I was at a craft fair yesterday and I overheard a man say to his wife in a tone that conveyed no less than 6 emotions, Please no more potholders.
I thought I liked salads…turns out, I like croutons and ranch dressing.
Doritos has a new snack called “Taco Explosion” so I’m suing Frito Lay for stealing my term for what occurs an hour after eating Taco Bell.
Animals that lose their tails visit the retail store.
how much longer is mercury in the microwave i don’t know if i can handle it
Me: Pork chops, in a sherried cream sauce, with roasted garlic and dried chanterelles.
Her: So cream of mushroom soup.
Me: Basically
My kids are at their grandparents’ for the week, and did you guys know that when there are no kids living at your house IT STAYS CLEAN ALL THE TIME???
Him: you work from home all the time, how do you deal with the isolation?
Me: *mouth full of 8am icecream* I’m glad you’ve come to me about this matter
A horror story:
You are enjoying a quiet night with a glass of wine on the couch when, suddenly, the phone rings.
That’s it that’s the whole story.
Just had an awful drive home.
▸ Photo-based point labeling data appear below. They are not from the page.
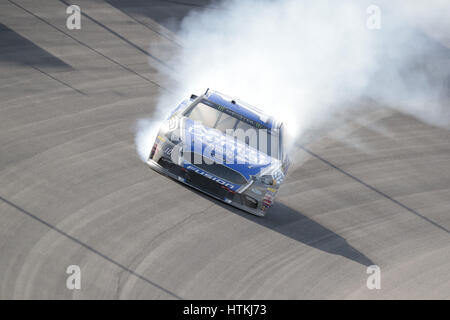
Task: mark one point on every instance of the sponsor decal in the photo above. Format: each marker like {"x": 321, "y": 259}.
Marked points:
{"x": 256, "y": 191}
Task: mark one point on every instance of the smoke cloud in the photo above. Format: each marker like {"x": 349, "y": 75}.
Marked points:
{"x": 306, "y": 61}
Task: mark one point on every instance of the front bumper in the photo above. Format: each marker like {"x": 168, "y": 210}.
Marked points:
{"x": 196, "y": 181}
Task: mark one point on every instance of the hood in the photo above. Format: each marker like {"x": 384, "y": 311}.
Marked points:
{"x": 223, "y": 149}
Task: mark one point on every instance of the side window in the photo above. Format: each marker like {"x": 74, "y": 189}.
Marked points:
{"x": 204, "y": 114}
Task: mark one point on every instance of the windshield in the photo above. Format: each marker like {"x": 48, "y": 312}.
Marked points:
{"x": 242, "y": 129}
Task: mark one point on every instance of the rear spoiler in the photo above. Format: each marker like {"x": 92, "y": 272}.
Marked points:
{"x": 193, "y": 96}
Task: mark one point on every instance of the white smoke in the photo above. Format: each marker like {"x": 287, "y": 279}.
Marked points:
{"x": 304, "y": 61}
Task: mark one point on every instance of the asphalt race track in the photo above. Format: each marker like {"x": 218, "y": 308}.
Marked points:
{"x": 375, "y": 191}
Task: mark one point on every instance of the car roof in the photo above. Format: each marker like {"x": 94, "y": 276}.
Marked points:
{"x": 242, "y": 108}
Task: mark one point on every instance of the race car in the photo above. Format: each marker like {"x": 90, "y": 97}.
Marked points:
{"x": 225, "y": 148}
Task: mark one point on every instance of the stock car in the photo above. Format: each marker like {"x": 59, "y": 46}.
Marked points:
{"x": 225, "y": 148}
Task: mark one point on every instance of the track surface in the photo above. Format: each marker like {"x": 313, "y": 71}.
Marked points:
{"x": 73, "y": 191}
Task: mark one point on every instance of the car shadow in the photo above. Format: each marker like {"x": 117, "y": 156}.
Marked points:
{"x": 295, "y": 225}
I was forced to ride side by side with another car for 5 minutes. We managed to avoid eye contact, but still.
A Christmas Carol but Scrooge has enough money to hire the Ghostbusters.
Her: Do you like this outfit?
Him: It’s okay I guess.
What are you doing?Her: Changing.
Him: But we’re gonna be late! I said it was okay!
Men bring a lot of their problems on themselves.
Me, since I was 5: I wish I had curly hair!!
Life: Okay, I’ll give her only one curly hair that’s gray and sticks straight up in her mid thirties.
My grandfather built his house with his bare hands.
I just groaned after I put my shoes on because now I have to tie them.
Him: It’s over. You’re too immature.
Me: [with 2 Pringles in my mouth pretending I’m a duck] Quack?
And here I am – not at Coachella – again. Thank the gods.
I thought eyelashes were meant to keep stuff out of my eye, but half the time if theres anything in my eye its a damn eyelash.
it’s so sad that aladdin was my favorite movie as a kid and now i can’t even remember the main character’s name
Imagine if Iron Man could do whatever an iron can. 🎶 Flattens shirts, with his heat. Gives your slacks a nifty pleat. 🎶
I started drinking more water and now all my workouts consist of walking back and forth to the bathroom.
Don’t ring my doorbell unless you’re accompanied by a camera crew and holding balloons & a big check.
Imagine owning a dragon…now set yourself on fire, because that’s what it would be like to own a dragon.
Idiots
“It’s the hap, happiest seeason of—” yeah go tell it on the mountain, Denise, I’m gift wrapping a basketball over here
I cross my legs because I’m a lady and classy and I really need to pee.
[backstage at a concert] hey guys you mind signing this?
[next day at car dealership] rascal flatts is your cosigner?
*comes home from work. House is clean, laundry done, dinner on the table*
Me: Hey babe…who did this?
Husband *levitating*: There is no babe…only Zuul
Me: How much does Zuul cost per week?
when you miss someone’s call by one second and immediately call back and they don’t answer. what’s going on there. did your telephone explode. did you fall into a chasm.
It’s Tuesday already? Time to sacrifice another intern to X’sel, Demon Lord of Accounts Receivable. Bless my spreadsheets, oh dark one!